Either you like mussels or you do not. But either way, you have to try the Turkish version, filled with herbs and rice. For optimal taste, the seller drizzles lemon on the mussels and you can enjoy them in a single bite.
Kokoreç is also an acquired taste. It mainly consists of lamb intestine wrapped around a spit. This roll is grilled like a kebab, then spiced and served and served with bread or on a plate with salad.
Autumn is chestnut season. But you can also find chestnut vendors on Istanbul’s streets in the spring and summer. They usually stand next to corn sellers and sell their grilled chestnuts standing in a thick cloud of smoke. A sweet and healthy change.
Now let’s get to the sweet treats. The colourful palette of colourful pastes almost reminds you of an art lesson. But it is actually called macun şekeri, and it consists of a variety of flavours wrapped together on a stick which you can lick like a lollipop. This legacy of the Ottoman Empire dates back to the 15th century, when people believed in the healing powers of the sweet.

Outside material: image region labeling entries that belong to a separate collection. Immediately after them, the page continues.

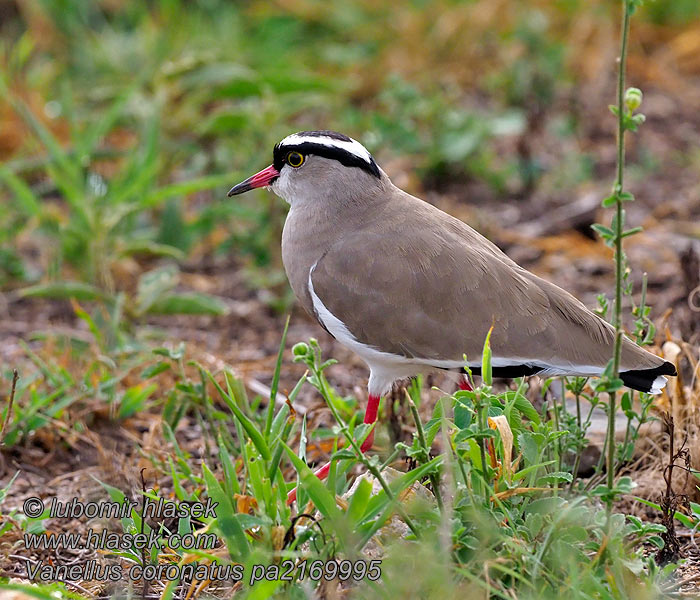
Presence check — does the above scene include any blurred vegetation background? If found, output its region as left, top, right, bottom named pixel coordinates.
left=0, top=0, right=700, bottom=316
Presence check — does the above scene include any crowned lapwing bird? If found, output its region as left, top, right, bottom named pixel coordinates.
left=228, top=131, right=676, bottom=498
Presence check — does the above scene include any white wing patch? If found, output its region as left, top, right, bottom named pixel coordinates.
left=279, top=133, right=372, bottom=164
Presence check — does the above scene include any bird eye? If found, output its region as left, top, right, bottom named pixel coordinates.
left=287, top=152, right=304, bottom=169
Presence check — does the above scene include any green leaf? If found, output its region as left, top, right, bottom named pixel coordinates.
left=591, top=223, right=615, bottom=239
left=202, top=463, right=250, bottom=560
left=19, top=281, right=107, bottom=300
left=206, top=371, right=272, bottom=460
left=347, top=479, right=372, bottom=525
left=600, top=194, right=617, bottom=208
left=280, top=441, right=341, bottom=521
left=140, top=361, right=170, bottom=379
left=147, top=292, right=229, bottom=316
left=120, top=240, right=185, bottom=260
left=535, top=471, right=573, bottom=487
left=118, top=383, right=158, bottom=419
left=481, top=325, right=493, bottom=386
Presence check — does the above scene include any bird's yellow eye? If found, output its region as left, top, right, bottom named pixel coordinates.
left=287, top=152, right=304, bottom=169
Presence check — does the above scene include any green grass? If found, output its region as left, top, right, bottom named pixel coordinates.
left=0, top=0, right=700, bottom=599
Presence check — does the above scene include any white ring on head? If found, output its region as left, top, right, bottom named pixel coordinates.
left=279, top=133, right=372, bottom=164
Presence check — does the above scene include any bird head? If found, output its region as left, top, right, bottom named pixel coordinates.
left=228, top=131, right=386, bottom=206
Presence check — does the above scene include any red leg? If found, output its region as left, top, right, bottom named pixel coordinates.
left=287, top=395, right=380, bottom=504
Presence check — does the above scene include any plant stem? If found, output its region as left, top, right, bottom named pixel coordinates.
left=607, top=0, right=630, bottom=512
left=405, top=390, right=444, bottom=512
left=312, top=365, right=421, bottom=539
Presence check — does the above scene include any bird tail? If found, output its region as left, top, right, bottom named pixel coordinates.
left=620, top=361, right=677, bottom=394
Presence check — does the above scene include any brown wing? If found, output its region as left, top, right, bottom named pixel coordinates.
left=312, top=195, right=661, bottom=368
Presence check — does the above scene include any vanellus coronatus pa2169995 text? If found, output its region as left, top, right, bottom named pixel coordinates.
left=229, top=131, right=676, bottom=498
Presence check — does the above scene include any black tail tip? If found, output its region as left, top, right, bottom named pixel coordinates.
left=620, top=361, right=678, bottom=394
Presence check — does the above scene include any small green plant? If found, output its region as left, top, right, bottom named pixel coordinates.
left=593, top=0, right=653, bottom=511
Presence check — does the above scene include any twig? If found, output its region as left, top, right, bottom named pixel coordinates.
left=0, top=369, right=19, bottom=440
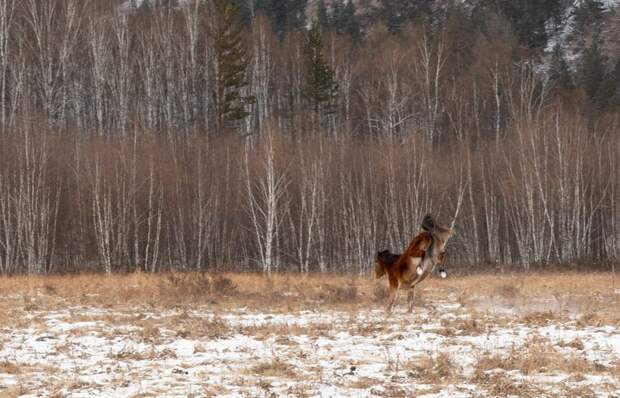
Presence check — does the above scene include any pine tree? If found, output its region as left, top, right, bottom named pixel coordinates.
left=549, top=43, right=574, bottom=89
left=344, top=0, right=362, bottom=42
left=379, top=0, right=433, bottom=33
left=303, top=22, right=338, bottom=113
left=573, top=0, right=604, bottom=34
left=499, top=0, right=561, bottom=48
left=211, top=0, right=254, bottom=128
left=256, top=0, right=308, bottom=38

You will only find this unique ice cream from the city of Kahramanmaraş in Turkey. The manufacturing process is extremely difficult and lengthy, but it is all worth it. On the street, the sellers can be immediately recognized by their traditional red-gold costumes and the bells hanging from their stands. Be careful when buying: as soon as you think you have the ice cream cone in your hand, it is already gone. The cunning sellers know how to entertain tourists.
This list is by no means complete and represents only a fraction of the culinary delights that can be found on Istanbul’s streets. Ayran, balık ekmek, kumpir, döner, dürüm, baklava, lokma, şalgam suyu, mantı, çekirdek, börek, tandır, pide, köfte, gözleme, poğaça, salep and much more awaits you in Turkey.